Nella funzione celebrata alla chiesa di Notre-Dame d’Ilij a Mayfouk (diocesi di Jbeil), il card Beshara Raï è tornato sulla crisi politica attraversata dal Paese dei cedri, attaccando i due movimenti sciiti pur senza nominarli in modo aperto. Al contempo, il porporato ha lasciato aperta la possibilità - per il futuro - di una “revisione del sistema libanese, e della ripartizione delle prerogative e dei ruoli”. Un dibattito voluto dalla comunità sciita, ma che il patriarca maronita chiede sia svolto secondo due punti precisi, negati sinora da Amal ed Hezbollah: consacrare la neutralità del Libano; centralizzazione del porto e uso delle armi nelle mani dello Stato. 

Nella messa, dedicata alla memoria dei “martiri della resistenza libanese”, il card Raï ha ricordato la centralità dell’art. 95 della Costituzione, il quale “non assegna un ministero a una certa setta”. Al riguardo, egli domanda se un nuovo emendamento possa essere “imposto con la forza” come stanno cercando di fare le due fazioni sciite. Esso, spiega il porporato, “prevede solamente la parità fra cristiani e musulmani per la posizioni amministrative di primo piano”. “Questo articolo - aggiunge - è stato modificato di nascosto o la volontà di alcuni deve essere imposta con la forza? Questo è inaccettabile nel nostro sistema libanese”. 

Il capo della Chiesa maronita precisa infine di non volersi schierare e di non voler attaccare nessuna comunità, ma di lottare nella difesa dei principi ispiratori e nei valori dello Stato. La sua battaglia di principio è indirizzata contro quanti attentato alle norme e alla legalità stessa della nazione e alla collaborazione fra entità e gruppi diversi. L’obiettivo primario è quello di bloccare l’egemonia di un partito che vuole affermare il proprio potere, minando alla base l’autorità di uno Stato privato del suo potere decisionale e della stessa sovranità.
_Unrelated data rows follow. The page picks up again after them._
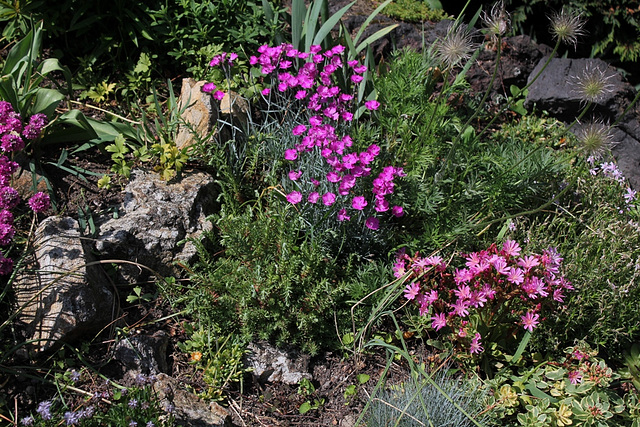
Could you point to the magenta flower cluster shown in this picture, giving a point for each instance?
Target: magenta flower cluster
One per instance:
(498, 286)
(13, 132)
(314, 84)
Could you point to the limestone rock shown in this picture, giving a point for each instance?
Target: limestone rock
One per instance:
(188, 409)
(157, 217)
(199, 111)
(65, 294)
(554, 90)
(270, 364)
(143, 354)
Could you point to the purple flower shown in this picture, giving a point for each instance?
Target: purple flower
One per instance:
(11, 142)
(6, 267)
(476, 346)
(294, 197)
(530, 321)
(9, 197)
(359, 203)
(313, 197)
(372, 223)
(39, 202)
(6, 234)
(342, 215)
(44, 409)
(439, 321)
(71, 418)
(27, 421)
(372, 104)
(208, 87)
(290, 154)
(412, 290)
(6, 217)
(328, 199)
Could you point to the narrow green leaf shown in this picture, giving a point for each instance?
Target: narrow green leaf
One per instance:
(368, 21)
(521, 347)
(375, 36)
(326, 28)
(298, 11)
(311, 21)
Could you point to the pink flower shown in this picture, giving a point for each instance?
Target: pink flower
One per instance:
(342, 215)
(39, 202)
(6, 234)
(476, 346)
(6, 265)
(294, 197)
(439, 321)
(412, 290)
(530, 320)
(208, 87)
(294, 175)
(313, 197)
(299, 130)
(372, 104)
(328, 199)
(575, 377)
(372, 223)
(290, 154)
(359, 203)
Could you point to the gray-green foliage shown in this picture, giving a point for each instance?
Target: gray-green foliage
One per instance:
(263, 279)
(488, 176)
(417, 403)
(599, 237)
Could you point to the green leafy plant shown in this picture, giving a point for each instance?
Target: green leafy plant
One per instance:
(219, 359)
(577, 389)
(416, 10)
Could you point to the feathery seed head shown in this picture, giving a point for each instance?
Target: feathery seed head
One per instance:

Alle parole del patriarca maronita non hanno replicato in modo diretto Amal ed Hezbollah, ma è intervenuto in loro sostegno il Consiglio superiore sciita, la più alta autorità religiosa della comunità, la quale si è limitata a criticare i riferimenti al ministero delle Finanze. In una nota diffusa nel pomeriggio di ieri, il Css critica le parole di “una grande autorità religiosa” contro la fazione sciita e “il deterioramento del suo discorso, impregnato di provocazioni confessionali e che deforma la verità”. Il porporato si sarebbe “piegato” ai dettami che arrivano dall’estero e finirebbero per essere “dannosi per il Paese”. “Se chiediamo - aggiunge la nota - che la comunità sciita mantenga il ministero delle Finanze, è per preservare il partenariato nazionale” nell’esecutivo. Il documento si conclude con un richiamo alla cittadinanza e la fine del settarismo: “Abbiamo chiesto e chiediamo - afferma - l’abolizione del confessionalismo politico e l’approvazione della cittadinanza come standard nell’azione politica, all’interno di uno Stato giusto basato sull’uguaglianza di diritti e doveri e che sia indipendente rispetto ai privilegi settari”.